Mediocrity Strikes Again

It’s true for stocks, it’s true for bonds—yes, it’s even true for hedge funds. As The Economist reminds, delivering market-beating performance over time relative to a conventional asset mix is tough, and the financial wizards in the land of hedge funds aren’t immune. “A simple-minded investment portfolio—60% of it in shares and the rest in sovereign bonds—has delivered returns of more than 90% over the past decade, compared with a meagre 17% after fees for hedge funds,” the magazine reports. Sound familiar?
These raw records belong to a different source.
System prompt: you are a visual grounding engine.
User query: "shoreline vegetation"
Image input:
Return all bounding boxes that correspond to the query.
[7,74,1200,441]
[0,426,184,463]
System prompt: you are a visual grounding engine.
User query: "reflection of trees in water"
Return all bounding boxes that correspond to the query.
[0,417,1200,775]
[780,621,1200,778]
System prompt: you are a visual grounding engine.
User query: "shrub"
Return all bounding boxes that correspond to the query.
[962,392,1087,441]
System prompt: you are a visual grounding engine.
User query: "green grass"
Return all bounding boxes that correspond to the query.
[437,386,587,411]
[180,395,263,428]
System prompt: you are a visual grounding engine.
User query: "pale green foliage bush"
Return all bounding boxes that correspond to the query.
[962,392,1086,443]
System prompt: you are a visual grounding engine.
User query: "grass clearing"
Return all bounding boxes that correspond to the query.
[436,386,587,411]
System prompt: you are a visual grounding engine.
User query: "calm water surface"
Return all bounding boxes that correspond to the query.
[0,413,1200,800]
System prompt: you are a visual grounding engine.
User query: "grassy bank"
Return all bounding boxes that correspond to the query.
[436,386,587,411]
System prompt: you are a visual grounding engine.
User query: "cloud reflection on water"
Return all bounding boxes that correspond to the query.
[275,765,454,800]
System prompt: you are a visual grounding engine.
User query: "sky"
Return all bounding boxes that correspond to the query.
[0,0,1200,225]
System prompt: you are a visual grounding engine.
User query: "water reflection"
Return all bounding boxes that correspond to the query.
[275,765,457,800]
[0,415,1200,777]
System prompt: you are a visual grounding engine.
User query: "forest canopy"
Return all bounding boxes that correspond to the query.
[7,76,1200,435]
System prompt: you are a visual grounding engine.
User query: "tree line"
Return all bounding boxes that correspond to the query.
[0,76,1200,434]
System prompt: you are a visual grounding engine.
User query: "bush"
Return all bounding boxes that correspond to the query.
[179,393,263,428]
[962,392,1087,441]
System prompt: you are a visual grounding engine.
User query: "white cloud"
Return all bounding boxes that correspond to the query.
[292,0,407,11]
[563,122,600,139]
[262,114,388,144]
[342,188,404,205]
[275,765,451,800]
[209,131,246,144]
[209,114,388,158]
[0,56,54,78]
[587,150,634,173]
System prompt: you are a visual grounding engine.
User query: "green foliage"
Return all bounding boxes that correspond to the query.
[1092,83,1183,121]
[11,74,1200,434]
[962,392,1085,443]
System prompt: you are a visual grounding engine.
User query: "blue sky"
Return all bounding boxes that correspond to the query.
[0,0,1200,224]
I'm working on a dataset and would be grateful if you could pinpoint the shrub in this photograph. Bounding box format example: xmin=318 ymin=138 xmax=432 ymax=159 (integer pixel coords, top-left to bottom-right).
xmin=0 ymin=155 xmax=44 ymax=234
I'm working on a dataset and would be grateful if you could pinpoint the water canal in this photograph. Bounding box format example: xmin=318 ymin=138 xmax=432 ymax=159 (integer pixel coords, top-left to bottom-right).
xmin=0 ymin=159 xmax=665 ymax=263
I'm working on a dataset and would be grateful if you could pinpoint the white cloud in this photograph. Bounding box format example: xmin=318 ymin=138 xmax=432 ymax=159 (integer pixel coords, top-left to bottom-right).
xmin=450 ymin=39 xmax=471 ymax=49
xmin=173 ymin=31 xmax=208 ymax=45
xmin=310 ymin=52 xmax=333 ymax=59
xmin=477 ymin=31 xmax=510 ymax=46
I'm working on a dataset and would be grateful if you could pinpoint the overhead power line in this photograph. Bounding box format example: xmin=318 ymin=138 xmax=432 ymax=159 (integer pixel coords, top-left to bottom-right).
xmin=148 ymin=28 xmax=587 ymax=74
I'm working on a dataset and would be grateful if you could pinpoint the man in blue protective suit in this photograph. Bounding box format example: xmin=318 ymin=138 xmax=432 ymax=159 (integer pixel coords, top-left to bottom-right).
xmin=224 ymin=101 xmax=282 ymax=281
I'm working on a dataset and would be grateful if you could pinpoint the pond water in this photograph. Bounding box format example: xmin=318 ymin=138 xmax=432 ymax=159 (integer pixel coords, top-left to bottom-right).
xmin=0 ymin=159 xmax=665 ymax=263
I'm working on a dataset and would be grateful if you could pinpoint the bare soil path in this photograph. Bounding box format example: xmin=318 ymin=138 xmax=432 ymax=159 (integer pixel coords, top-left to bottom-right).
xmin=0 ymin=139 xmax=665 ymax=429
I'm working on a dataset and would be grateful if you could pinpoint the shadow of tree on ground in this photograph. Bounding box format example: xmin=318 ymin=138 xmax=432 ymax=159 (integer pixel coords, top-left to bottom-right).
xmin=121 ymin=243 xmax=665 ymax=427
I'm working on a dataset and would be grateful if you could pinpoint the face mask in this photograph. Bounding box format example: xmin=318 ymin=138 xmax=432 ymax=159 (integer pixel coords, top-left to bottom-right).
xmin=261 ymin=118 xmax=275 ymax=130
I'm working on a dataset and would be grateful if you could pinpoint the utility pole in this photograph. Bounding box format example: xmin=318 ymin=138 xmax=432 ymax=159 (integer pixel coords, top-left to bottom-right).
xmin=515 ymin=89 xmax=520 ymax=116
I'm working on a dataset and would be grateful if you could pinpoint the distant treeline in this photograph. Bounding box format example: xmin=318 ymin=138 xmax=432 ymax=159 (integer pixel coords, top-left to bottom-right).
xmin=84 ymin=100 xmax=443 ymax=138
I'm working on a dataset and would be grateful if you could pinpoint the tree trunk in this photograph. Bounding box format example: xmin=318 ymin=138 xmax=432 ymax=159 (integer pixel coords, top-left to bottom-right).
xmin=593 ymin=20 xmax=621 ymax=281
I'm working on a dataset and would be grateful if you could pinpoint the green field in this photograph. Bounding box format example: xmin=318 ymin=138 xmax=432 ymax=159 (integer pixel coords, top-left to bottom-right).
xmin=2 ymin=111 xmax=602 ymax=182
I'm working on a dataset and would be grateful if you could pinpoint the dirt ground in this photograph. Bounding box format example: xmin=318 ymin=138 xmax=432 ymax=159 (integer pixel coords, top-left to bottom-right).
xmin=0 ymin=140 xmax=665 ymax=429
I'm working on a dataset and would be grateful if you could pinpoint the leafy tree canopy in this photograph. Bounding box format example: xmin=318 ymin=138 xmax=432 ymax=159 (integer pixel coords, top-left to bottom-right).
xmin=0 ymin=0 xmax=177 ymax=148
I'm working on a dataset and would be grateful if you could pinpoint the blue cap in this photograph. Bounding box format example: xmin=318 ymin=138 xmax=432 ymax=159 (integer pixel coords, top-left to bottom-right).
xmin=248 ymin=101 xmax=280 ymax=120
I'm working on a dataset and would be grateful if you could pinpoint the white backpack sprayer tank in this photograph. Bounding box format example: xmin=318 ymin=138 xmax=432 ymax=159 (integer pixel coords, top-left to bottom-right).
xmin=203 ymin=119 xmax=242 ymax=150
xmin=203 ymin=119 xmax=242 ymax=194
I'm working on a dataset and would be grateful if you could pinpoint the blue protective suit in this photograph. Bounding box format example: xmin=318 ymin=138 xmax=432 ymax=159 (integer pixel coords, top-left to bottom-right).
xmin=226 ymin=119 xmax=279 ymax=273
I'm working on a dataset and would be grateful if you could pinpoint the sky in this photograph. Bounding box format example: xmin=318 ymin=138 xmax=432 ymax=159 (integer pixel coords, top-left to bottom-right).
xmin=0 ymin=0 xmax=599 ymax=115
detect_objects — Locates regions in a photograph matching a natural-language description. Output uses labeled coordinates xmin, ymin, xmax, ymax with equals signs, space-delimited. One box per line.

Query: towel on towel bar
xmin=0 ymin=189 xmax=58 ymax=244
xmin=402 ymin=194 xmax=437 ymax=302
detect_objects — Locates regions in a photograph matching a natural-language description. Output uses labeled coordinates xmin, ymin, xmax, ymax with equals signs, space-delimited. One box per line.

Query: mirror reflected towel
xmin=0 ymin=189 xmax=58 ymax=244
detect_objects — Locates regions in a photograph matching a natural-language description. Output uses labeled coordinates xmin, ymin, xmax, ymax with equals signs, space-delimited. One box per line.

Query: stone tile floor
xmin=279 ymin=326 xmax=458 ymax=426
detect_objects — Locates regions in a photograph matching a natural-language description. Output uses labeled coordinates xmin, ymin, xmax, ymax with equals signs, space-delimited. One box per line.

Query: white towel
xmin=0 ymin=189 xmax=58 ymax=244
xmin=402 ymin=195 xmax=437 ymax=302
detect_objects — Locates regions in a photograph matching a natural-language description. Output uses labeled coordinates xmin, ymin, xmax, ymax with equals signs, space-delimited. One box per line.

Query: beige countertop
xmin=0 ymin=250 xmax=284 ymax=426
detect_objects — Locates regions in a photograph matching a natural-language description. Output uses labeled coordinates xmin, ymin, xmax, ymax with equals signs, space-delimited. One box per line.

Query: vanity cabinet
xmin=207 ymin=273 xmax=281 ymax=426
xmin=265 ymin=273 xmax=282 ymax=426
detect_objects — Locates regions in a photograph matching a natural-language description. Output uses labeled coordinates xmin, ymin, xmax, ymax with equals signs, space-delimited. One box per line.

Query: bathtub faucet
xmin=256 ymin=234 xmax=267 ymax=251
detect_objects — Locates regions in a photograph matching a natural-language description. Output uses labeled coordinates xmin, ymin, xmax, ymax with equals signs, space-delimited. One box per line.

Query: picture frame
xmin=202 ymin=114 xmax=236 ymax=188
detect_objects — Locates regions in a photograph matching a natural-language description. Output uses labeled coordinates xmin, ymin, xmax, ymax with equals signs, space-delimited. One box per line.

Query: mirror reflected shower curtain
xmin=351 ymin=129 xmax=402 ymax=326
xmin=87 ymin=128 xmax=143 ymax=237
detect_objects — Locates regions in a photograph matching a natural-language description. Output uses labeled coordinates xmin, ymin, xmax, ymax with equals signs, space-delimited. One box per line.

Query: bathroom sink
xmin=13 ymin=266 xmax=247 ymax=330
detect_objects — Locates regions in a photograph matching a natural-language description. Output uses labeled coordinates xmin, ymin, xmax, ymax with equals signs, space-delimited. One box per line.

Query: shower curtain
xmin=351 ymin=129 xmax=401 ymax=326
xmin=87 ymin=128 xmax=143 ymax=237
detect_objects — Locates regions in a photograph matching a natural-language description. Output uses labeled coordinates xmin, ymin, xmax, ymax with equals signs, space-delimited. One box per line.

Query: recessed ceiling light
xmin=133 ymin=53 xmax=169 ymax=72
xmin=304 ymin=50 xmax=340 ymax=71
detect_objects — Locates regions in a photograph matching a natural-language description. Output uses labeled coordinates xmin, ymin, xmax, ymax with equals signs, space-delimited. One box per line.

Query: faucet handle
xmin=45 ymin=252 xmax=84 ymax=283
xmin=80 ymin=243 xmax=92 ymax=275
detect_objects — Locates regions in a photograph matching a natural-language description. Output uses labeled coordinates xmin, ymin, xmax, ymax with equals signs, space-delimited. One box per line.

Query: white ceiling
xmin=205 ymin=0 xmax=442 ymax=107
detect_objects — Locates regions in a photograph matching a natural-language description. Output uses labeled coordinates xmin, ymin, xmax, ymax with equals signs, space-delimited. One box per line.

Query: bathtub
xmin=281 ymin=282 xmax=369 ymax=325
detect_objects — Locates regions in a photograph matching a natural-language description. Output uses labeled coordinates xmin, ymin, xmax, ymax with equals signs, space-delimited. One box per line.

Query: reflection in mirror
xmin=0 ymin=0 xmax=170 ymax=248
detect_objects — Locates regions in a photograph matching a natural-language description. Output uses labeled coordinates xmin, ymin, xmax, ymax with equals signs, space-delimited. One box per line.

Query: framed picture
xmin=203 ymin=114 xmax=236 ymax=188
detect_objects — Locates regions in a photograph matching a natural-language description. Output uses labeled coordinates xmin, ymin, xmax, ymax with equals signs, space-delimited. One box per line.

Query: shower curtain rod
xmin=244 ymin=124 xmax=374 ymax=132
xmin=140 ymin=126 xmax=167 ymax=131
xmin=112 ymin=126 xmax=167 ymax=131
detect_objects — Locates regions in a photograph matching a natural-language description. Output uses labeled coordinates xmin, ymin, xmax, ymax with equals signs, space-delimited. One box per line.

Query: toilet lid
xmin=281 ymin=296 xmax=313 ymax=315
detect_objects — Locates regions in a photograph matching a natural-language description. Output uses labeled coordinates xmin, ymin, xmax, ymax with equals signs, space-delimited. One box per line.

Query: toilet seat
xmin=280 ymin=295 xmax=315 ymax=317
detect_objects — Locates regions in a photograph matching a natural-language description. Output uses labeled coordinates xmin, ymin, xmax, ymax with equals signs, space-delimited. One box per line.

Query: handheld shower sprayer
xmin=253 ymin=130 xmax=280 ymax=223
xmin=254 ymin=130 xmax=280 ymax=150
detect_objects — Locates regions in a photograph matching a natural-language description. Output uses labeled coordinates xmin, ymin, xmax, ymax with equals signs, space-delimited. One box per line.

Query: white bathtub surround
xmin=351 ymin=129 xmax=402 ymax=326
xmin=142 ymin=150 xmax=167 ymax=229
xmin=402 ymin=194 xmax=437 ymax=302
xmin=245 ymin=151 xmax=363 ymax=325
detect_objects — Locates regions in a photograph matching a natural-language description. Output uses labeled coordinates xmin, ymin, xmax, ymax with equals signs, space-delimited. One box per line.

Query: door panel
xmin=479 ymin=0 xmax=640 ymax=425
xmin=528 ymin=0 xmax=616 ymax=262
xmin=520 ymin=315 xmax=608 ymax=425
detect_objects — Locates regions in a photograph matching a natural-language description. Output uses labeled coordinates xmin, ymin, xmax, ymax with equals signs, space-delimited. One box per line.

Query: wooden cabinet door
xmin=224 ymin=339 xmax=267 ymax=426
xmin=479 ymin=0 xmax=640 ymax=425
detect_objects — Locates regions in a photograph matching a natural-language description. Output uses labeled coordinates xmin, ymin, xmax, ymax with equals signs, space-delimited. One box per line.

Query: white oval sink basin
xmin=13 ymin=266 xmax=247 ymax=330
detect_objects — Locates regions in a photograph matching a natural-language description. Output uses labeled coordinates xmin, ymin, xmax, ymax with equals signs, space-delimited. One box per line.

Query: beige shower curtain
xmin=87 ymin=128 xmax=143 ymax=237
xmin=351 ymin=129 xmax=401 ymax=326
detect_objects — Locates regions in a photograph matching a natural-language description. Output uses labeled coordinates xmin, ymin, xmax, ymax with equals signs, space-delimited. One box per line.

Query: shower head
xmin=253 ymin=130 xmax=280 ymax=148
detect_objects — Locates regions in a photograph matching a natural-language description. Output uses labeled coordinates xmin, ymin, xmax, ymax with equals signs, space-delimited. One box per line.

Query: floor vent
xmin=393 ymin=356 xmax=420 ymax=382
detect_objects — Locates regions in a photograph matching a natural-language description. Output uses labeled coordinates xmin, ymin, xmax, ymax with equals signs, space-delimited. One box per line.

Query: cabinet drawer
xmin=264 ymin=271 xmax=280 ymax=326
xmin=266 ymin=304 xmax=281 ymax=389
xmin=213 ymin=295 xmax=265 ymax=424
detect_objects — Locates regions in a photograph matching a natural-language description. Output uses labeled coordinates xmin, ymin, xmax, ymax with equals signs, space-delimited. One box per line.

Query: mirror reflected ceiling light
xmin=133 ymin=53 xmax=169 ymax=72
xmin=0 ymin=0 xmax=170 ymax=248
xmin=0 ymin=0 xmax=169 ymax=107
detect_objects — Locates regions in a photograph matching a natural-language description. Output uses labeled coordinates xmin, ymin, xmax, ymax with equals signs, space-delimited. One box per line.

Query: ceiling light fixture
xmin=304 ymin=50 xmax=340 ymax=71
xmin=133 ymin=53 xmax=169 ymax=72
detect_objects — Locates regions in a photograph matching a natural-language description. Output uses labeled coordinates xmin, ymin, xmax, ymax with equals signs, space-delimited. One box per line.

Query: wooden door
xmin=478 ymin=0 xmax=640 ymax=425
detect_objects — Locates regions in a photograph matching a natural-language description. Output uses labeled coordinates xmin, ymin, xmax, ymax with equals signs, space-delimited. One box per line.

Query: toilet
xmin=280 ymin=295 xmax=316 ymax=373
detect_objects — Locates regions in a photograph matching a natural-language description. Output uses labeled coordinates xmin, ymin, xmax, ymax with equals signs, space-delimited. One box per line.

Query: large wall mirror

It’s now widely accepted, or at least widely known, that zero-sum math rules within a given asset pool. As Bill Sharpe explained, “There’s no escaping “Arithmetic of Active Management.” Savvy marketing hype doesn’t change this fact. Nor does charging two and twenty. Like mortality and taxes, financial gravity catches up with all of us (or at least most of us) in time. That’s not to say that you can’t find big winners, or big losers. But the majority of performance results relative to an appropriate (i.e., objective) benchmark has a habit of dispensing unimpressive track records as a general rule.
I say “unimpressive” because it’s no great feat to earn average returns. The main question is how much you pay for mediocrity. This is no trivial issue. In fact, after you factor in fees, trading expenses, and taxes, representative benchmarks for a particular market or even trading strategy have a tendency to dispense above-average returns. No wonder that indexing is competitive next to a broad definition of active strategies intent on delivering positive alpha.
Even passive asset allocation that holds the major asset classes holds up rather impressively against the crowd of professionals who collectively promise to do better than average (and charge a fee in advance that assumes no less). Comparing the Global Market Index (GMI), a passively weighted mix of all the major asset classes, against 1,200-plus mutual funds with multi-asset-class strategies over the past decade tells the story. For instance, here’s how the returns stack up through a recent 10-year period, as I reported back in October:

GMI ended up near the 75th percentile for performance. That’s probably high relative to what you should expect for the next 10 years. But average to above-average results are good bet, in part because you can replicate GMI for less than 50 basis points with ETFs. By contrast, the active strategies depicted in the chart above nip you for two, three, and even four times as much. Over time, that’s the equivalent of trying to run a race with a couple of bricks tied to your feet.
These types of studies are now a staple in financial research. The lesson for most folks is that broad diversification across asset classes, and periodic rebalancing of those assets, will capture average to above-average returns on a fairly reliable basis through time. The flip side of this lesson is that trying too hard in money management boosts the odds of ending up with high-priced mediocrity, or worse.
Granted, a relative few will beat the odds. Predictably, this is where the crowd focuses. The dirty little secret, however, is that the upper decile or quartile of performers is often a fluctuating mix of names. By contrast, a representative benchmark is a dependably average to above-average performer. This empirical fact, however, is the equivalent of a wet rag when it comes to popularity contests among investment strategies. Considering the returns that most folks end up with, however, that’s a costly oversight.